Failing to reject the null hypothesis does not mean there is enough evidence to confirm it, it simply leaves that possibility open. Additionally, failing to reject the null hypothesis does not automatically mean that we reject the alternative hypothesis.
2
According to Chemical Engineering, an important property of fiber is its water absorbency. The average percent absorbency of 27 randomly selected pieces of cotton fiber was found to be 21.2 with a standard deviation of 1.5. A random sample of 23 pieces of acetate yielded an average percent of 12 with a standard deviation of 1.25. Use a Confidence Interval to determine whether there is strong evidence that the population mean percent absorbency is significantly higher for cotton fiber than for acetate? Assume that the percent absorbency is approximately normally distributed and that the population variances in percent absorbency for the two fibers are the same. Let \alpha = 0.01
| Sample 1 | Sample 2 | |
|---|---|---|
n |
27 | 23 |
\bar{x} |
21.2 | 12 |
s |
1.5 | 1.25 |
99% confidence interval for sample 1:
>>> from scipy.stats import norm
>>> a = 0.01
>>> z_a2 = norm.ppf(1 - (a/2))
>>> x_bar = 21.2
>>> s = 1.5
>>> n = 27
>>> ci = [x_bar - z_a2*s/n**0.5, x_bar + z_a2*s/n**0.5]
>>> ci
[20.45642212910476, 21.94357787089524]
99% confidence interval for sample 2:
>>> from scipy.stats import norm
>>> a = 0.01
>>> z_a2 = norm.ppf(1 - (a/2))
>>> x_bar = 12
>>> s = 1.25
>>> n = 23
>>> ci = [x_bar - z_a2*s/n**0.5, x_bar + z_a2*s/n**0.5]
>>> ci
[11.328628077574322, 12.671371922425678]
Since there is no overlap between the confidence intervals, there is significantly different absorbency between cotton fiber and acetate.
3
A study of asthmatics measured the peak expiratory flow rate (basically, a person’s maximum ability to exhale) before and after a walk on a cold winter’s day for a random sample of nine asthmatics.

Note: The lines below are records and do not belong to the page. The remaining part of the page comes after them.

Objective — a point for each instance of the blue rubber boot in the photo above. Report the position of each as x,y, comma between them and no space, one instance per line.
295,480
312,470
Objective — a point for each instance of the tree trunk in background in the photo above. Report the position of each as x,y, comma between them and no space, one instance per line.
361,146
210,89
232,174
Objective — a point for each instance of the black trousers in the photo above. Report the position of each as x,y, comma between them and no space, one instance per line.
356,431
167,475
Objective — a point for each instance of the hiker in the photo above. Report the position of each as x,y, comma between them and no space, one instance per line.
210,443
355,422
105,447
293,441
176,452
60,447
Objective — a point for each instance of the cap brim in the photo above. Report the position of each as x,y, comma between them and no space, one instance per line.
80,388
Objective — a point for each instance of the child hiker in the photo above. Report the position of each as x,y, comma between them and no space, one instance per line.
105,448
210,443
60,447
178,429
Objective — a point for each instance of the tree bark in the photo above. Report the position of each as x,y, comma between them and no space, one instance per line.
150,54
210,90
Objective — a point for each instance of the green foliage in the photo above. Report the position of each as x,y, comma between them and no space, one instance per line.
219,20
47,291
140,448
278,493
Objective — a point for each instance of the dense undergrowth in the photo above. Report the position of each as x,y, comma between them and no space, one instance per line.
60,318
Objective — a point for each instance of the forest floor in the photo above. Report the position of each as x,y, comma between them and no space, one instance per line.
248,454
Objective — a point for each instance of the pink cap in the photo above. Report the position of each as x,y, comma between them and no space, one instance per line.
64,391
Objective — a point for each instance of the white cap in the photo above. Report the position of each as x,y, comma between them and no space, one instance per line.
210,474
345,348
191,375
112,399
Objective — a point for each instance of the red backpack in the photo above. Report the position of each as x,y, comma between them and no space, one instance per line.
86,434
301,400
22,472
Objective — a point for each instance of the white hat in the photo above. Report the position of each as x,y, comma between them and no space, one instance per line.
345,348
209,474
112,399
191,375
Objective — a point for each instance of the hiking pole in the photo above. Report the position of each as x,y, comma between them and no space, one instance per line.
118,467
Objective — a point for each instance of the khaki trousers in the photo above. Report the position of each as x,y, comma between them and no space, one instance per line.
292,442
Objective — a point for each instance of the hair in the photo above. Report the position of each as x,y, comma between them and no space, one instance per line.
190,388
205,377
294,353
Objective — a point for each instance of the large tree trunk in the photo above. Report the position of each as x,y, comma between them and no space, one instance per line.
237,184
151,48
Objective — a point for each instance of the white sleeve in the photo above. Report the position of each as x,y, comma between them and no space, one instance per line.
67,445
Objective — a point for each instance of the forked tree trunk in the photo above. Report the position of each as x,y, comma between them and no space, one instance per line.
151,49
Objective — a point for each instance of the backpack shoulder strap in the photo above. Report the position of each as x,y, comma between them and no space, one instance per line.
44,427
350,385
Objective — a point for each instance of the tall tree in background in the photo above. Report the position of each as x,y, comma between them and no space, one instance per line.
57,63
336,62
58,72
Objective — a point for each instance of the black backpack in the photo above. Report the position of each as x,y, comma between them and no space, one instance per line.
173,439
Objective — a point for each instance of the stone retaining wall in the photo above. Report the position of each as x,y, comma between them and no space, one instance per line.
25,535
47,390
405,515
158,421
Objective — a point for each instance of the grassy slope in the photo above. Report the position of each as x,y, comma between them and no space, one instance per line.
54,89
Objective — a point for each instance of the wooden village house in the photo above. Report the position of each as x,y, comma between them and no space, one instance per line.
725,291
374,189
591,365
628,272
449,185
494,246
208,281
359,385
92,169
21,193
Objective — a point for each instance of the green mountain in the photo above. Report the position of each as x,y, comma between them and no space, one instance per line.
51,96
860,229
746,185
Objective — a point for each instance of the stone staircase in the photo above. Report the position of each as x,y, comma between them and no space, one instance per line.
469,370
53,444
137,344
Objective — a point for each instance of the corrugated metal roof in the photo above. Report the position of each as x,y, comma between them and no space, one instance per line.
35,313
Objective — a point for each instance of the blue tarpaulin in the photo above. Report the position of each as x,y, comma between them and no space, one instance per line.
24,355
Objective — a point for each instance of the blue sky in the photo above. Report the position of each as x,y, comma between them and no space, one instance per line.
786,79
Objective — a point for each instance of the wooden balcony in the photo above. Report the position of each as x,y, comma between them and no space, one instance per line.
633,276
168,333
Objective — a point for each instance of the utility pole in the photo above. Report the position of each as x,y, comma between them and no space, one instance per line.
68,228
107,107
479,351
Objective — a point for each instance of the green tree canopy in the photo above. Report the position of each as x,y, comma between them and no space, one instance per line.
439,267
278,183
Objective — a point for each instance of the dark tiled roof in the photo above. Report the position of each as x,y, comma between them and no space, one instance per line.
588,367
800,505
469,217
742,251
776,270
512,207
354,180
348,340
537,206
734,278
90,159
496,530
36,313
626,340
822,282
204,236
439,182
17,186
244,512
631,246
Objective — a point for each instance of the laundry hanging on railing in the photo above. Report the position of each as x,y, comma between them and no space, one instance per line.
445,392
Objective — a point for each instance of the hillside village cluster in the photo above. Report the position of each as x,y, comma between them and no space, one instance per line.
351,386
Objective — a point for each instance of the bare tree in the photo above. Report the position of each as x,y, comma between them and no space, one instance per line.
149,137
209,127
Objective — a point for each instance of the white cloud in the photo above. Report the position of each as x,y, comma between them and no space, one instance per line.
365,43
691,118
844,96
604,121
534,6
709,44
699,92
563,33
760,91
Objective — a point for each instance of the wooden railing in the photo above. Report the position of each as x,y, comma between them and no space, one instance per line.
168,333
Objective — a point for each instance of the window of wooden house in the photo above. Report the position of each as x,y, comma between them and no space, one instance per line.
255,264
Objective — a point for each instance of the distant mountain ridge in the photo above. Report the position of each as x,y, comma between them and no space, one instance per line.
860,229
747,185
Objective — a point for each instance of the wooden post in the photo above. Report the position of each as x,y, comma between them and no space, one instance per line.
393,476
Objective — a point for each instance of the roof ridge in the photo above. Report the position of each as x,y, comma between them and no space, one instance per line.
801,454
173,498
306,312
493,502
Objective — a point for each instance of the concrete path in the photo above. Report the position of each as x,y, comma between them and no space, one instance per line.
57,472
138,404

| Subject | Before | After | Difference |
|---|---|---|---|
| 1 | 312 | 300 | 12 |
| 2 | 242 | 201 | 41 |
| 3 | 340 | 232 | 108 |
| 4 | 388 | 312 | 76 |
| 5 | 296 | 220 | 76 |
| 6 | 254 | 256 | -2 |
| 7 | 31 | 328 | 63 |
| 8 | 402 | 330 | 72 |
| 9 | 290 | 231 | 59 |
\bar{x} |
323.89 | 267.78 | 56.11 |
s |
59.83 | 50.01 | 34.17 |
a)
Using a two-sample t-test: Do the data suggest that there is a difference between the peak
expiratory flow rate before vs after a walk on a cold winter’s day for asthamtics? Use \alpha = 0.01
>>> import scipy.stats as st
>>> def p_value(tstat, n1, n2):
... df = n1 + n2 - 2
... tstat = abs(tstat)
... return 1 - st.t.cdf(tstat, df)
>>> def tstar(x1, x2, sp, n1, n2):
... return (x1 - x2) / (sp * (1/n1 + 1/n2)**0.5)

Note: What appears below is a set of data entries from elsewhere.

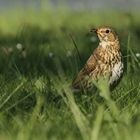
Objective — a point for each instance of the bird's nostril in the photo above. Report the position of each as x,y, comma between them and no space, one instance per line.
93,30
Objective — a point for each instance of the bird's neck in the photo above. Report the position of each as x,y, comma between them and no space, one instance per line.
110,44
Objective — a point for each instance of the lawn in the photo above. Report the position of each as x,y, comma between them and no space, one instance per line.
38,62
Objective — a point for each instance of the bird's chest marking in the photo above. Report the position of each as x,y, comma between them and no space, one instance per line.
116,71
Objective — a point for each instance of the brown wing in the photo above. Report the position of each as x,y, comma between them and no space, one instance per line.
89,69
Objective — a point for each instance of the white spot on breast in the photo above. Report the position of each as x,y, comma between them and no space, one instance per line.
116,72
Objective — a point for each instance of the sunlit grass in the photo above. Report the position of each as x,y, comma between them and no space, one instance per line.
38,61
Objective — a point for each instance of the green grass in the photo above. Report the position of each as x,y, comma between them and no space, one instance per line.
35,99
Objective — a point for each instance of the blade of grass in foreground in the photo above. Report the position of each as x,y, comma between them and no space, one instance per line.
80,118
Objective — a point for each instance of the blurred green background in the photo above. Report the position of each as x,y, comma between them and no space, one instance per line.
38,62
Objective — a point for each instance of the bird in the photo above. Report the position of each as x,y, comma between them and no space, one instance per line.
105,60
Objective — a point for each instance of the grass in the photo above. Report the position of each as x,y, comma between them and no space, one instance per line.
38,61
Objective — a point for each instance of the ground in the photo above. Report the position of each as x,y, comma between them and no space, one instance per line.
38,62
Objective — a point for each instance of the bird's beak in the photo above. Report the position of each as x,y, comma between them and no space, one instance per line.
93,30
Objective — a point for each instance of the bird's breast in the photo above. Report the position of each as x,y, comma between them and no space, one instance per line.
116,72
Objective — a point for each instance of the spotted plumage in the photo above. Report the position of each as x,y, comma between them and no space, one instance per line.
106,59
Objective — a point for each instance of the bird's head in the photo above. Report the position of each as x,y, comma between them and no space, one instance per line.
105,34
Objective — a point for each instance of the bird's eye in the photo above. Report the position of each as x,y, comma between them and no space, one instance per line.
107,31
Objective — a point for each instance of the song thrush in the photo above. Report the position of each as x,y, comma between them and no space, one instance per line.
106,59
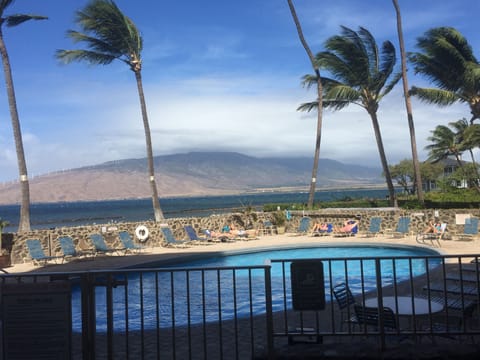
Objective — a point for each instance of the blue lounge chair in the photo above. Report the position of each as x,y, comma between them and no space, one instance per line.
101,247
170,240
470,229
374,227
303,227
194,238
321,232
69,250
128,243
37,254
351,230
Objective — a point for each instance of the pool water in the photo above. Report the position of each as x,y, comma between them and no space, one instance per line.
178,297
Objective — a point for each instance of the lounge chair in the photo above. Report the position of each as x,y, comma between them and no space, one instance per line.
68,248
374,227
100,247
194,238
370,316
323,232
170,240
345,299
268,228
403,227
303,227
422,238
349,229
38,255
128,243
465,289
470,229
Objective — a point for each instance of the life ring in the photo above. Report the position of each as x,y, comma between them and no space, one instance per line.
141,232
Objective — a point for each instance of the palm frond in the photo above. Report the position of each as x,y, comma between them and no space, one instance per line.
14,20
307,107
434,96
107,34
92,57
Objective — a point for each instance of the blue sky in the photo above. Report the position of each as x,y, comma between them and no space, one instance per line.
218,76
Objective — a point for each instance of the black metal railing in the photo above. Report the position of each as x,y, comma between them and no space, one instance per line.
240,312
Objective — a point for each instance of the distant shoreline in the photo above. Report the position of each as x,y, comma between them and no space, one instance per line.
258,191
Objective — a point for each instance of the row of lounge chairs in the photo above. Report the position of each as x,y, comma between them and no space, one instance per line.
402,229
69,250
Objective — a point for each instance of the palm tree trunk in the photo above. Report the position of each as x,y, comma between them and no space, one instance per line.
313,182
148,139
383,159
408,105
24,224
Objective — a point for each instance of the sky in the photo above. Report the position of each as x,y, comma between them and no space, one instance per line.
218,76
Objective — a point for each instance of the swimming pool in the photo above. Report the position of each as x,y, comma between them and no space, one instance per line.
228,286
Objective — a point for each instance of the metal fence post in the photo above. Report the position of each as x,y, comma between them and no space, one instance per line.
269,310
378,276
88,316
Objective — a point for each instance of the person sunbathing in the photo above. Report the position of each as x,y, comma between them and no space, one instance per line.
433,228
242,232
347,227
320,227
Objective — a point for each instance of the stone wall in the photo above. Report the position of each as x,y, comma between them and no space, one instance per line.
80,234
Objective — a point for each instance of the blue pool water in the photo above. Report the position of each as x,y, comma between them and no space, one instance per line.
177,297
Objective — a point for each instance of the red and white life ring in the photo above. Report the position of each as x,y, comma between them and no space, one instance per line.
141,232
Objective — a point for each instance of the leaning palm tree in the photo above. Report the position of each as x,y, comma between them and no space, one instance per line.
445,143
408,106
360,74
466,137
313,181
447,60
14,20
110,35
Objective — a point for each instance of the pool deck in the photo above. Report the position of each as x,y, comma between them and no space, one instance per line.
156,254
334,350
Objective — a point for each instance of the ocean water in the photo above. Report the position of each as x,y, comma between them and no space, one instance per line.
51,215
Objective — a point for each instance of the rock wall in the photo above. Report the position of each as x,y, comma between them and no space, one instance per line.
80,234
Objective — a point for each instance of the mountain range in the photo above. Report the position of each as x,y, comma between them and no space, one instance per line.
190,174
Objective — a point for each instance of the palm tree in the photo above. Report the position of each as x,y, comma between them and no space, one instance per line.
466,135
110,35
14,20
447,60
444,143
360,74
318,138
408,105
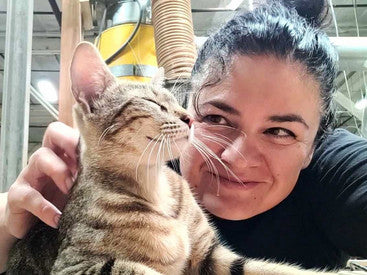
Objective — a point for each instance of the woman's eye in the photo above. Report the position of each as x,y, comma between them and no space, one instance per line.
215,119
280,133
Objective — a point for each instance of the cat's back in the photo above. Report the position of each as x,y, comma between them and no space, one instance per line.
36,253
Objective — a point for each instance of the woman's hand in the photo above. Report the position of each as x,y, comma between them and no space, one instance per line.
41,188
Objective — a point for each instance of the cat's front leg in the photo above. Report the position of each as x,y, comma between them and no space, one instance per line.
220,260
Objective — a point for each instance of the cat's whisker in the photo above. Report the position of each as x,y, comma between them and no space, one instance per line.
218,141
213,155
150,154
227,127
158,157
212,168
142,155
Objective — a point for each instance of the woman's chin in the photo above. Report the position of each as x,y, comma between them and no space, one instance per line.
229,210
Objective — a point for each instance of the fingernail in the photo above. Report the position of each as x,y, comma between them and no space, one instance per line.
69,183
75,176
56,220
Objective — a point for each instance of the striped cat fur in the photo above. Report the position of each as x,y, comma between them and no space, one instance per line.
128,213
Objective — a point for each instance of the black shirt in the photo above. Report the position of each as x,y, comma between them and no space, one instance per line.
323,221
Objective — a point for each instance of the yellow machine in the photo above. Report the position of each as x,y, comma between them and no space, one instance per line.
127,44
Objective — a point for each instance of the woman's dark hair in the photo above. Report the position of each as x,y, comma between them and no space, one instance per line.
288,30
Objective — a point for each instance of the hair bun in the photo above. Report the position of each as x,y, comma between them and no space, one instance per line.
314,11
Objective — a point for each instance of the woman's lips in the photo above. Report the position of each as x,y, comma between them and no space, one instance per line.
232,183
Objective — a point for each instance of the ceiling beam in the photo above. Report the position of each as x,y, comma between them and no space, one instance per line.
348,104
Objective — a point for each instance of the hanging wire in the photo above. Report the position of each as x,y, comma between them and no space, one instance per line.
344,73
355,15
334,17
358,34
350,97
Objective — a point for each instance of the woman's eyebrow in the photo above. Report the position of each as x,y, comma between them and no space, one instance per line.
288,118
223,106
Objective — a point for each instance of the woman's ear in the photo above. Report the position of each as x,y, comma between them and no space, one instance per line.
308,158
90,75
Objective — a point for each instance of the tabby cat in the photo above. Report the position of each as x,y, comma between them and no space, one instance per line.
128,213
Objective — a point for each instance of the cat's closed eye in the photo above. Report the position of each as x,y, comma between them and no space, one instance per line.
163,108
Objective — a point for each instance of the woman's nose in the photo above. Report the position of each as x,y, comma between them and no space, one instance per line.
242,152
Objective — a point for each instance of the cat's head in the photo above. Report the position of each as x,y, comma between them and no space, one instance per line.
124,122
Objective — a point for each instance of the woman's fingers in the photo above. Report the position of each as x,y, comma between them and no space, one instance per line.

>>> def sp(x1, x2, s1, s2, n1, n2):
... return (((n1-1)*(s1**2) + (n2-1)*(s2**2)) / (n1 + n2 - 2))**0.5
>>> x1 = 323.89
>>> x2 = 267.78
>>> s1 = 59.83
>>> s2 = 50.01
>>> n1 = 9
>>> n2 = 9
>>> s_p = sp(x1, x2, s1, s2, n1, n2)
>>> t_star = tstar(x1, x2, s_p, n1, n2)
>>> p_value(t_star, n1, n2)
0.02320508093086404
Since the p-value is greater than \alpha, we do not have enough evidence to reject the notion that going on a walk on a cold winter's day has no effect on the expiratory rate for asthmatics.
b)
Using a paired t-test: Does the data suggest that there is a difference between the peak expiratory flow rate before vs after a walk on a cold winter’s data for asthmatics? Use \alpha = 0.01
Using a paired t-test, the degrees of freedom in the p_value(tstat, n1, n2) function must be adjusted.

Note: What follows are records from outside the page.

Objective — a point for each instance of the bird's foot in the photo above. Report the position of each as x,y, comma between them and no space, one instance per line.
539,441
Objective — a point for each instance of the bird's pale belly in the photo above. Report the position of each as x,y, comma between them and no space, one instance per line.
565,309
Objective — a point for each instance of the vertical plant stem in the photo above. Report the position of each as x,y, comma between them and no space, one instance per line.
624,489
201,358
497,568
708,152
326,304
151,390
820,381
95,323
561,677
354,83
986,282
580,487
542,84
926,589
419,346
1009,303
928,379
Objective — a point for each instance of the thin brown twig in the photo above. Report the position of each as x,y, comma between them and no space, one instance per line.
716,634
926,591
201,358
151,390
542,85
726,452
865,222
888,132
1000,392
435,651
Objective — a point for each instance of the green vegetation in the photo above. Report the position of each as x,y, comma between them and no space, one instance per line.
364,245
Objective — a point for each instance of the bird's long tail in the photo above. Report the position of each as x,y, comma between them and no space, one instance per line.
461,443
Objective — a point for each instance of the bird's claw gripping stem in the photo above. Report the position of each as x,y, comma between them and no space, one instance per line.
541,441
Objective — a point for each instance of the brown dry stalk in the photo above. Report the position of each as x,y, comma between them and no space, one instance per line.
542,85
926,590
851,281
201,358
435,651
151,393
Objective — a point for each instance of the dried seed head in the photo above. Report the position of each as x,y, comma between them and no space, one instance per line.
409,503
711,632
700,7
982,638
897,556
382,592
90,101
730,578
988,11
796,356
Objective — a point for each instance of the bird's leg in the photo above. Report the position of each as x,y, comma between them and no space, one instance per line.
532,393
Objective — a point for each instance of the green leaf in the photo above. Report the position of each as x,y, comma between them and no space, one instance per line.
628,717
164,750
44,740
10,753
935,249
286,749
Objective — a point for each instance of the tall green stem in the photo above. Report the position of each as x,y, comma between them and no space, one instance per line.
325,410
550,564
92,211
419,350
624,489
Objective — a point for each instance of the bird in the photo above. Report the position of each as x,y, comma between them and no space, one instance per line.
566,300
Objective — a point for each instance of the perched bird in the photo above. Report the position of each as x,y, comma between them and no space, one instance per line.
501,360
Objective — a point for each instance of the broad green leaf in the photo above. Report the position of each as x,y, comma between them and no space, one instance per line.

>>> def p_value(tstat, n1, n2):
... df = (n1 + n2)/2 - 2
... return 1 - st.t.cdf(tstat, df)
>>> p_value(t_star, n1, n2)
0.03387016598071013
Using a paired t-test, the p-value increases, but our conclusion does not change.
c)
Are the conclusions for the two-sample t-test and the paired t-test consistent? If not, what could be the reason?
While the conclusions are the same, it seems possible for the conclusions to be different in some scenarios. The paired t-test takes into account the persistent sample population, which changes the degrees of freedom for the p-value.